27 Petugas medis dari 8 Puskesmas di Kota Bogor Terkonfirmasi POsitif Covid-19

#Tags

Pemerintah kota Bogor semakin intensif melakukan swab test  covid-19 kepada  para tenaga medis puskesmas dan petugas Labkesda di kota Bogor. Dari proses pengujian tersebut terjaring puluhan tenaga kesehatan terkonfirmasi positif Covid-19.

Terdapata 974 karyawan puskesmas dan Labkesda yang terdiri dari 581 ASN, 393 non-ASN dan 30 pekerja magang.  Dari jumlah tersebut, sudah 972 orang sudah dilakukan swab test.


Ilustrasi : Uji Usap Covid-19 Kota Bogor  



"Jumlah hasil swab yang sudah ada : 902, dari hasil itu 27 orang positif 16 warga Kota Bogor dan 11 orang warga luar kota," ujar Wakil Wali Kota Bogor Dedie A Rachim


Dari total 27 Nakes yang positif tersebut berasal dari 8 Puskesmas diantaranya puskesmas Gang Aut, Cipaku, Bogor Utara, Sindangbarang, Tanah Sareal, Merdeka, Mekarwangi dan Semplak.


Informasi yang dilansir tribunnewsbogor, petugas pelayanan langsung yang terinfeksi  adalah 13 orang dengan rincian, empat orang bidan, dua dokter umum, tiga intership, dua farmasi dan dua analis.  Selain itu ada tiga orang yang bekerja dibagian penunjang yakni bagian pendaftaran satu orang dan dua orang petugas keamanan.

Untuk sementara ada 4 pusat kesehatan masyarakat yang akan tutup hingga tanggal 14 Agustus 2020, yaitu : skesmas Gang Aut, Puskesmas Cipak,  Puskesmas Bogor Utara, Puskesmas Mekar Wangi.

Selain empat puskesmas tutup total sementara waktu ada juga puskesmas yang tutup sebagian.

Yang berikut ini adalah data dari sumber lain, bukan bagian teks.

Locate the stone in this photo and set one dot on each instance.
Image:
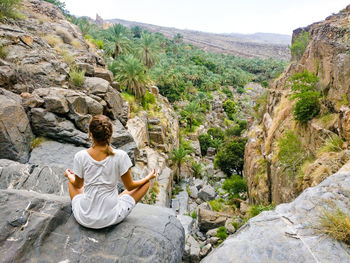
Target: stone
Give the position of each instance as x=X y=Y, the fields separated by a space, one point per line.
x=186 y=222
x=288 y=233
x=207 y=193
x=103 y=74
x=25 y=217
x=15 y=131
x=210 y=219
x=193 y=192
x=230 y=229
x=205 y=250
x=96 y=86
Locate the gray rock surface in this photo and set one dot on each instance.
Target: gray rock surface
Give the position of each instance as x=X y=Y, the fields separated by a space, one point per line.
x=288 y=234
x=15 y=131
x=41 y=228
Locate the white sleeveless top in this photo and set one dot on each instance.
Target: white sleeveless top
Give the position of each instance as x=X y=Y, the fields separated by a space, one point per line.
x=99 y=205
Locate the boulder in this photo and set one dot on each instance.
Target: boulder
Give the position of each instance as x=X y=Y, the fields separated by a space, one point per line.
x=37 y=227
x=288 y=234
x=210 y=219
x=15 y=131
x=207 y=193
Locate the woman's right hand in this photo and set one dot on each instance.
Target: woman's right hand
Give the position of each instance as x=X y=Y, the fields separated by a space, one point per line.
x=152 y=175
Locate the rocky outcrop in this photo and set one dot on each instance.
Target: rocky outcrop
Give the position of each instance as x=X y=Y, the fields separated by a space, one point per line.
x=15 y=131
x=38 y=227
x=327 y=56
x=290 y=232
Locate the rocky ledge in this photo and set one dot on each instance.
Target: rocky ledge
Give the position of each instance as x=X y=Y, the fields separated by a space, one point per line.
x=288 y=234
x=41 y=228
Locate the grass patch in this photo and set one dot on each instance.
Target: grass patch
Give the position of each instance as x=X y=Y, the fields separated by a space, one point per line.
x=336 y=224
x=77 y=76
x=333 y=144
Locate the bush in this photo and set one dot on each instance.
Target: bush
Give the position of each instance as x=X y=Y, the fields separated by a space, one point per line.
x=230 y=108
x=336 y=224
x=221 y=233
x=8 y=8
x=230 y=158
x=235 y=185
x=291 y=152
x=148 y=99
x=77 y=76
x=300 y=43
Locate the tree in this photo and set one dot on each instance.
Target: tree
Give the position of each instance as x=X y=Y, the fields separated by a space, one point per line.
x=230 y=158
x=130 y=73
x=117 y=41
x=191 y=112
x=178 y=156
x=148 y=50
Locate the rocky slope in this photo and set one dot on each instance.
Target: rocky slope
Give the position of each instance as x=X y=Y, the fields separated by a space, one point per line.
x=327 y=56
x=289 y=233
x=43 y=123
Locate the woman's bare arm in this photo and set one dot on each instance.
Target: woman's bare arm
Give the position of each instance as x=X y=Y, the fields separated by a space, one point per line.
x=130 y=184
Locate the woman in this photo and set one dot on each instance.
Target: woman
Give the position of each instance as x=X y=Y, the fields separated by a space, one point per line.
x=93 y=181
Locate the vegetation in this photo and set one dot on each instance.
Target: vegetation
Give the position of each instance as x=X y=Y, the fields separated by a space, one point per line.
x=304 y=90
x=300 y=44
x=9 y=9
x=221 y=233
x=336 y=224
x=77 y=76
x=235 y=185
x=230 y=158
x=291 y=153
x=334 y=143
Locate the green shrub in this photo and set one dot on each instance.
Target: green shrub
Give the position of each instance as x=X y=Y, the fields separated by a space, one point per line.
x=332 y=144
x=77 y=76
x=291 y=153
x=9 y=8
x=221 y=233
x=300 y=43
x=230 y=157
x=336 y=224
x=230 y=108
x=147 y=100
x=235 y=185
x=3 y=52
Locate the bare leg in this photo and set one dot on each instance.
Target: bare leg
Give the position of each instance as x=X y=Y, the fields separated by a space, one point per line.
x=138 y=193
x=73 y=191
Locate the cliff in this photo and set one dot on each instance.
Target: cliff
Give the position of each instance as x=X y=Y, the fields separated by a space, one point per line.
x=327 y=56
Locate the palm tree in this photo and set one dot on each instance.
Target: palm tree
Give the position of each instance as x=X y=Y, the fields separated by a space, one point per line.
x=148 y=50
x=178 y=156
x=117 y=41
x=130 y=73
x=192 y=112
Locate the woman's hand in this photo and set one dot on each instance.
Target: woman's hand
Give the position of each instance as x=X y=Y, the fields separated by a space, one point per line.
x=151 y=175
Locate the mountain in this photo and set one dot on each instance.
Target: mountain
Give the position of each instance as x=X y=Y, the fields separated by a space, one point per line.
x=258 y=45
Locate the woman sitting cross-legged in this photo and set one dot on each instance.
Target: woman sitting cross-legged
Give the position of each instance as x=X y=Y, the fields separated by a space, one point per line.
x=93 y=181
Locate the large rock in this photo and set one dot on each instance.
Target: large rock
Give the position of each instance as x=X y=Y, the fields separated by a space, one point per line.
x=36 y=227
x=210 y=219
x=15 y=132
x=288 y=234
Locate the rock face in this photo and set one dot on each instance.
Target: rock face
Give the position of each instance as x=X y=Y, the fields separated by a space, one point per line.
x=37 y=227
x=15 y=131
x=327 y=56
x=288 y=234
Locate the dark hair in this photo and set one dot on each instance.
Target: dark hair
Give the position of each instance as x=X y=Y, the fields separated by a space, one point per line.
x=101 y=129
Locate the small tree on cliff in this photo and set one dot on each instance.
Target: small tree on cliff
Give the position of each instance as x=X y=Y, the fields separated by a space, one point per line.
x=179 y=156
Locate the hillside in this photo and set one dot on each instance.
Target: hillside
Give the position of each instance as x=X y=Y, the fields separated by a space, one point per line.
x=251 y=46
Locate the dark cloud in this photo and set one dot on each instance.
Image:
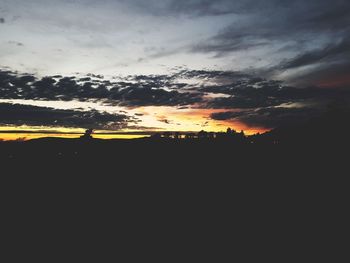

Puskesmas yang tetap buka tetapi ada layanan yang ditutup yaitu Puskesmas Sindang Barang tutup layanan kesehatan ibu dan anak  Pelayanan Obstetri Neonatal Emergensi Dasar (PONED), dan Puskesmas Merderka yang menutup layanan lab.

Sementara, puskesmas Semplak dan Tanah Sareal tetap buka seperti biasa.